Figure 3. Distinct role of eIF2α phosphorylation in translational response to starvation

(a) Schematic of mTORC1 signaling and eIF2α phosphorylation in controlling translation initiation. Right panel shows immunoblotting results of eIF2α(S51D) cells with either amino acid starvation or Dox-induced eIF2α(S51D) expression. (b) A scatter plot of fold changes in LTM-associated aTIS density in eIF2α(S51D) cells between amino acid starvation and Dox-induced eIF2α(S51D) expression. TOP mRNAs are shown in Red dots. (c) A heatmap of fold change of enriched GO terms (biological process) for gene groups with translational downregulation (green) or upregulation (red) in response to amino acid starvation (left) or Dox-induced eIF2α(S51D) expression (right). (d) An example of genes (RPS11) showing translational repression in response to amino acid starvation but not Dox-induced eIF2α(S51D) expression. The right panel is validation of RPS11 translational control by a Fluc reporter bearing the 5′UTR of RPS11. (means ± SEM; n = 3; * p < 0.01 student t-test). (e) An example of genes (NUP43) showing translational upregulation in response to either amino acid starvation or Dox-induced eIF2α(S51D) expression. The right panel is validation of NUP43 translational control by a Fluc reporter bearing the 5′UTR of NUP43. (means ± SEM; n = 3; * p < 0.01 student t-test).

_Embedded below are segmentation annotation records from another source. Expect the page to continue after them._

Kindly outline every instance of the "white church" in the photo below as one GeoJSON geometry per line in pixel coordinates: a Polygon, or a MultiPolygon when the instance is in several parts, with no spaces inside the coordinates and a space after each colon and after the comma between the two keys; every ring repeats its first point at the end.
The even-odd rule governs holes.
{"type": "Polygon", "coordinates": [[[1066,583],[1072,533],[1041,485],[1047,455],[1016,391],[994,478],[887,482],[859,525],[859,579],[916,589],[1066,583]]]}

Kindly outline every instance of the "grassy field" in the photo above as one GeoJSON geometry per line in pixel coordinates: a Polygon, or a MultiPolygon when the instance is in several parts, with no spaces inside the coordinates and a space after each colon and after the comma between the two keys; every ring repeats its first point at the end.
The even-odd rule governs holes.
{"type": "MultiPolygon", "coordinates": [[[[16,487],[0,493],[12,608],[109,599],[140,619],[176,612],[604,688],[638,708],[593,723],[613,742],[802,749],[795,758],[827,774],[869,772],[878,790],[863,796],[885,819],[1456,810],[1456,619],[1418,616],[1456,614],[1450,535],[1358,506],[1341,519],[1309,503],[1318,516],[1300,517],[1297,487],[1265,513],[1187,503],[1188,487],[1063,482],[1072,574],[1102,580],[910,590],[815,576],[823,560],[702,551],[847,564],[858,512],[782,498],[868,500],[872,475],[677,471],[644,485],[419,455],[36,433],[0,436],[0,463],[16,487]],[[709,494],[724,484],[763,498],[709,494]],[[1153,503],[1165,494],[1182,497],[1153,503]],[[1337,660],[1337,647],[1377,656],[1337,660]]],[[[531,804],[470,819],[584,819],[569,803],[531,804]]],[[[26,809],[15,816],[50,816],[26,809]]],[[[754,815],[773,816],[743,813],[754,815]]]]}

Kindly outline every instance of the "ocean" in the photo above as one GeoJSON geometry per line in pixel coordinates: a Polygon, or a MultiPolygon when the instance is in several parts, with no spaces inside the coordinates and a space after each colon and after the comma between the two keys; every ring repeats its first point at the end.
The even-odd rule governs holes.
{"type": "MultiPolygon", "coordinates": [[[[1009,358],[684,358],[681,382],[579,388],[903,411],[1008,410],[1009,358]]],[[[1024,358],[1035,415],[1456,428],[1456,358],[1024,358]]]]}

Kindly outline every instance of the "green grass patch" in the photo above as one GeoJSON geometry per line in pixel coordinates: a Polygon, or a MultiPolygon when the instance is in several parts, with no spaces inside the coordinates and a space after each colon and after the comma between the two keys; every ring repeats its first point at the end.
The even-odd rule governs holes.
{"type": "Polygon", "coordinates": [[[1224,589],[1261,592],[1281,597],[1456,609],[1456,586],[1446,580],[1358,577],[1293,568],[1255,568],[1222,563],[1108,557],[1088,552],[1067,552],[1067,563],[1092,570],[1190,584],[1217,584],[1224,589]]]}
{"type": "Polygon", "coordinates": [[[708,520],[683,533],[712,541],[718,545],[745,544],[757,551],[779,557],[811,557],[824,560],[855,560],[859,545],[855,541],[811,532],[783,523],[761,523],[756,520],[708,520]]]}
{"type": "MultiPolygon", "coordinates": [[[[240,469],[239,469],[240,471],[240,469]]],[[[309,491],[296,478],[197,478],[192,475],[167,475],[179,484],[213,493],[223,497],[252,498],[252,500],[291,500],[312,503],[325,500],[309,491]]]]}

Figure 4. Liver-specific QTI-seq reveals translational reprogramming in response to fasting

(a) Schematic of tissue-specific QTI-seq procedures using liver-specific RiboTag mice. (b) Meta-gene analysis of LTM-associated ribosome density (top panel) or CHX-associated ribosome density (bottom panel) in MEF cells (blue line) and liver cells (red line). Normalized RPF reads are averaged across the entire transcriptome and aligned at the annotated start codons and stop codons. (c) A scatter plot of fold changes in LTM-associated aTIS density and CHX-associated CDS ribosome occupancy in mouse liver cells with and without fasting. (d) A heatmap of fold changes for gene groups with translational downregulation (green) or upregulation (red) in fasted liver (left) or starved MEF cells (right). (e) Reporter assay using an in vitro translation system reprogrammed from mouse liver lysates with or without fasting. The relative translation efficiency of a synthesized Fluc mRNA containing 5′UTRs of PSMA3 or PSMB4 is shown in bar graph (means ± SEM; n = 3; * p < 0.01 student t-test). (f) Mice of 8-12 week old were treated with or without overnight fasting. The chymotrypsin activity of liver homogenates was measured by Proteasome-Glo (means ± SEM; n = 3; * p < 0.01 student t-test).